Probably one of my favourite examples of epic stupidity occurred when in a moment of youthful exhuberance I accidentally found myself at a Boksburg nightclub I now believe was called Masquerades. I was confronted at the bar by a large bald headed man who told me that he “headbutted concrete pillars”. I smiled and asked, “Why?”, with a look on his face bordering on condescension he said, “For fun”. To which I replied, “You have had a lot of fun this way” taking my life in my hands. Naturally he laughed, said “Ja!” before smashing his head against a concrete pillar.

Lowering one’s expectations in these situations is admittedly easier said than done, but I have at least found another angle to understanding those among us who are so simple they believe white privilege isn’t real, but white genocide is.  A 2012 study led by Richard West at James Madison University reveals the stupidity that resides in each and every one us, by indicating our numerous thinking biases and errors.  Among a series of questions he uses to reveal these biases is this one:  A bat and ball cost a dollar and ten cents. The bat costs a dollar more than the ball. How much does the ball cost?

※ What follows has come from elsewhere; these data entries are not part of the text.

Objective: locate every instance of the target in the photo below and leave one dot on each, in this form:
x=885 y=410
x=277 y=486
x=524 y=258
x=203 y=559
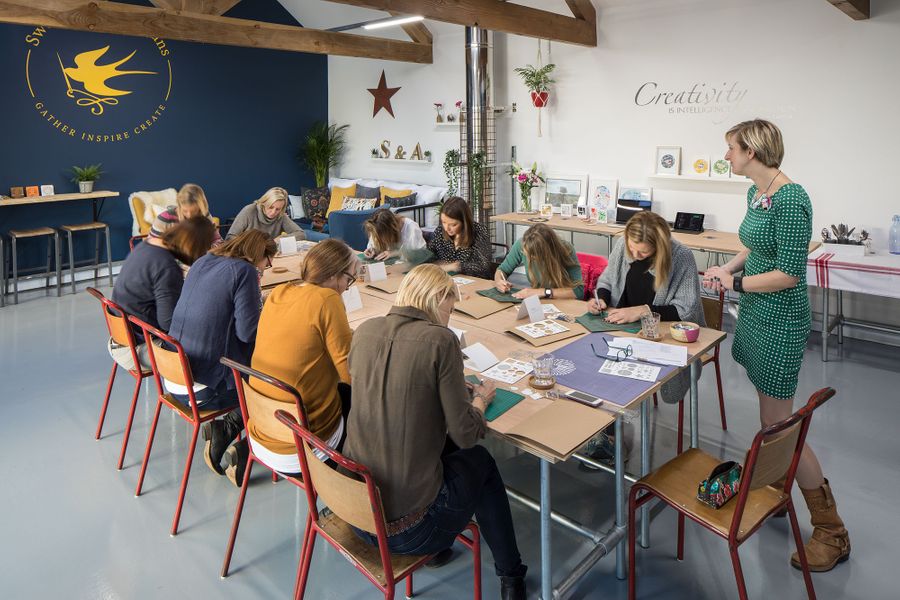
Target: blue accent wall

Naturally most people respond that the bat is a dollar, and the ball ten cents. This is incorrect. The real answer is that the ball is 5c and the bat is $1.05. It’s what West called a thinking bias, a quick route our brain has been trained to take over time, that we use because it’s simply easier than doing the actual maths. These biases affect every facet of our lives, and are there to give us quick shortcuts to save time in our day-to-day lives. One of the most powerful of these is called the “self-serving bias” in which we tend to think we are better than others.  Most people for instance believe they are above average in intelligence – even whose who think that vaccinations cause autism.

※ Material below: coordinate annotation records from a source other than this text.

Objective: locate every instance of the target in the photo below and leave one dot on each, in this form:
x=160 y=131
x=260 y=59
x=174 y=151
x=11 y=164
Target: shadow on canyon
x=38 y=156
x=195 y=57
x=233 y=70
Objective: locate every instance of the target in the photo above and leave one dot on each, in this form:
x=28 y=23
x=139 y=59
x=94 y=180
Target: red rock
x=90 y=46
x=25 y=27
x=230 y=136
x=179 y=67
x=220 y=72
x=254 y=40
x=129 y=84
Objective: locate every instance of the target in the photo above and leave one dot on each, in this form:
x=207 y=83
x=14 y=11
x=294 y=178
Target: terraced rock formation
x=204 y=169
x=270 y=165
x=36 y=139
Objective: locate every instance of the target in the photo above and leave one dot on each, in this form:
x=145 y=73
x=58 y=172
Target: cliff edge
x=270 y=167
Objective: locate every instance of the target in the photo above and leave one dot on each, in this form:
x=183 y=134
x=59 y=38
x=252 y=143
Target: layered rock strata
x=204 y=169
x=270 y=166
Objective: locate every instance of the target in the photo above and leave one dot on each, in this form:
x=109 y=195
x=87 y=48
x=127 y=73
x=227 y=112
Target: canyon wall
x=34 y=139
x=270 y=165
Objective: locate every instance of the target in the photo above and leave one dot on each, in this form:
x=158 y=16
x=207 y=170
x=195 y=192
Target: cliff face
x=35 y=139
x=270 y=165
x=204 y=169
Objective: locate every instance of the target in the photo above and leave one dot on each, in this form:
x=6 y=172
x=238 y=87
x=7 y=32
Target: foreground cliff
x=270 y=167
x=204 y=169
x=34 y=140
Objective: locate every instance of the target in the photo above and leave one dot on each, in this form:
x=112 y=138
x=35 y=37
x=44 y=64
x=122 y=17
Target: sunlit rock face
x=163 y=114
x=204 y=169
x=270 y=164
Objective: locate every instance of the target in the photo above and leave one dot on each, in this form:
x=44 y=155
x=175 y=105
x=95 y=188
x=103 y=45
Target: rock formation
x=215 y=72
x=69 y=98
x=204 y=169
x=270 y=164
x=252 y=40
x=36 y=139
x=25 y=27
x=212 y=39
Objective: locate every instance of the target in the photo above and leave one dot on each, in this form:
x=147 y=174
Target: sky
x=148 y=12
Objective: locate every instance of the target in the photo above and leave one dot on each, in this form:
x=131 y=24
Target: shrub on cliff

West further found that we are amazingly good at spotting when others make these errors and are terrible at recognising them in ourselves.  The reason for this is that we judge others logically and based purely on their actions, while when judging our own behaviours we factor in emotion, motivations and intentions. In each instance, we readily forgive ourselves our mistakes, but look harshly upon those of other people. And it gets worse. The study further found that the more traditionally intelligent a person is (the more “cognitively sophisticated”) the more likely they are to make these errors. Essentially: we are all dumber than we think we are, and even if we aren’t, that just means we make more mistakes.

Of course while this does explain some of the daily stupidities we are all made to endure, and  allows us to climb down off our high-horses and view the perpetrators in a kinder light leading to peace and forgiveness, I still think the guy who did a poo on the floor of the Douglasdale shell garage right by the hand-dryer is an asshole.